Sunday, April 5, 2009

Bahaa Ronda and Arabic Music

I'm still trying to figure this video out (anyone have any information?) But this is an all Arabic female performance of traditional Moroccan music featuring singer Bahaa Ronda. Her voice is effortlessly beautiful.



I am so fascinated by how the violin is played upright like a cello in this Arab-Andalusian musical tradition called Gharnati.

Ronda also performs with the Chabab Al Andalous Rabat Orchestra. The Kennedy Center recently featured them on the Millennium Stage. See the live broadcast here. The Milliennium stage has a free to the public performance every day of the year at 6pm and archives every performance on their website. So if you are ever looking for something new, from classical music to world hip-hop, this is a wonderful resource. 

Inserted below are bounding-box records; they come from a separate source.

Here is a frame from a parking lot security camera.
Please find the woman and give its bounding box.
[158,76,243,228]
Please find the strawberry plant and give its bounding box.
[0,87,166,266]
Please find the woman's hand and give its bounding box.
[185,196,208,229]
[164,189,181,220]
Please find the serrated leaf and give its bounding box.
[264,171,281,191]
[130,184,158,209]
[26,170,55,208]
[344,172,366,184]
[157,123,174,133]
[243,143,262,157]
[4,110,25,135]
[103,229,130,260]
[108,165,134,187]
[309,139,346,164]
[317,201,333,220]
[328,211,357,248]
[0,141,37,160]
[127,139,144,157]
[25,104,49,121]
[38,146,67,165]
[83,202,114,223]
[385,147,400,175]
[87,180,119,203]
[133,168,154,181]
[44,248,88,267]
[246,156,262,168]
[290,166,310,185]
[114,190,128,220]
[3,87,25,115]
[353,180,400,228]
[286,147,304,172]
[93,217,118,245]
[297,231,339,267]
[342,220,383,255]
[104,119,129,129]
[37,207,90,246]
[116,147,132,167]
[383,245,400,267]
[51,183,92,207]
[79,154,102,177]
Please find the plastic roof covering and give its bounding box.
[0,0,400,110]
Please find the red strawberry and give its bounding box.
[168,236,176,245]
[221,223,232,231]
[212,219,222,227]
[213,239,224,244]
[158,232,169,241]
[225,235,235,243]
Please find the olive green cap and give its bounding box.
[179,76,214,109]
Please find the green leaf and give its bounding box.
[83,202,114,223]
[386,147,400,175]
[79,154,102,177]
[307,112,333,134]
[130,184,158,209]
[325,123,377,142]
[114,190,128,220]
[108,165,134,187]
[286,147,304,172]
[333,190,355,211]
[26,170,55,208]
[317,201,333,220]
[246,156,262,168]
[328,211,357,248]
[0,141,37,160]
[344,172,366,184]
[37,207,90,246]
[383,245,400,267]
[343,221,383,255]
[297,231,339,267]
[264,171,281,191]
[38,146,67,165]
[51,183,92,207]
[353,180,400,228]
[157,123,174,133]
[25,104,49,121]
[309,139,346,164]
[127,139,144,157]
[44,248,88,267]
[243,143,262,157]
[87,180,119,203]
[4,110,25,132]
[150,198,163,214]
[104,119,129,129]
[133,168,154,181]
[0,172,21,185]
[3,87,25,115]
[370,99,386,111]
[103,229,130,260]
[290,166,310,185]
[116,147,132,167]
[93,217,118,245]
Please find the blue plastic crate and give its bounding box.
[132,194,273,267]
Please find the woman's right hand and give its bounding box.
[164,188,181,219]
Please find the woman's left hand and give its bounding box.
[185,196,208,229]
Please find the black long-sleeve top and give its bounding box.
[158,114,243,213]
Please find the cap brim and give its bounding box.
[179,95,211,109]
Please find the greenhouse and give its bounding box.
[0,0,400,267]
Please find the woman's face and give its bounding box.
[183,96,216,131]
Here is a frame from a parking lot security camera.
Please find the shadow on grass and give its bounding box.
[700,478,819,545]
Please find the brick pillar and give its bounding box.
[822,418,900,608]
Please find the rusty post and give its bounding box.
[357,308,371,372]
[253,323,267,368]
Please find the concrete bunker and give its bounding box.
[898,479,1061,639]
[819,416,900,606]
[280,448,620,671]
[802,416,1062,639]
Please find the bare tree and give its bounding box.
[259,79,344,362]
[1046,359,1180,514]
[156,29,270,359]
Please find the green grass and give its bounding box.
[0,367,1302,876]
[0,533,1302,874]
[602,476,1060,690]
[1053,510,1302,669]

The Kennedy Center recently held a festival called Arabesque: Arts of the Arab World.
Sharing the varied music and culture of the 22 Arab nations across the globe, the program also featured exhibitions of  art installations, dance, fashion, a soundscape, cuisine, a marketplace and more. Check out the website, there are many links and resources to help you discover this
wealth of culture.

Kudos to the Kennedy Center for helping Americans learn a little bit more about the Arab world and therefore bringing understanding and appreciation between our worlds.

Thanks to Yaffa and my Mom for telling me about this!

3 comments:

yaffa said...

THE thing that really draws me into middle eastern music in general is the beauty of bitter sweetness, the way the music makes me think about landscapes, texture,and how it just draws me back to another time.

The_Brain said...

This is great, thanx for posting it. She was at the music festival in Paris last year but I didn't know who she was.

Anonymous said...

400 years ago (month of March) Spain banished its indigenous Iberian Moslem population....forever.
The surviving descendants of these Spanish Moslems ie. Bahaa Ronda live dispersed throughout North Africa...and keep alive the memories of their ancestral homeland...as it was....in the Middle Ages.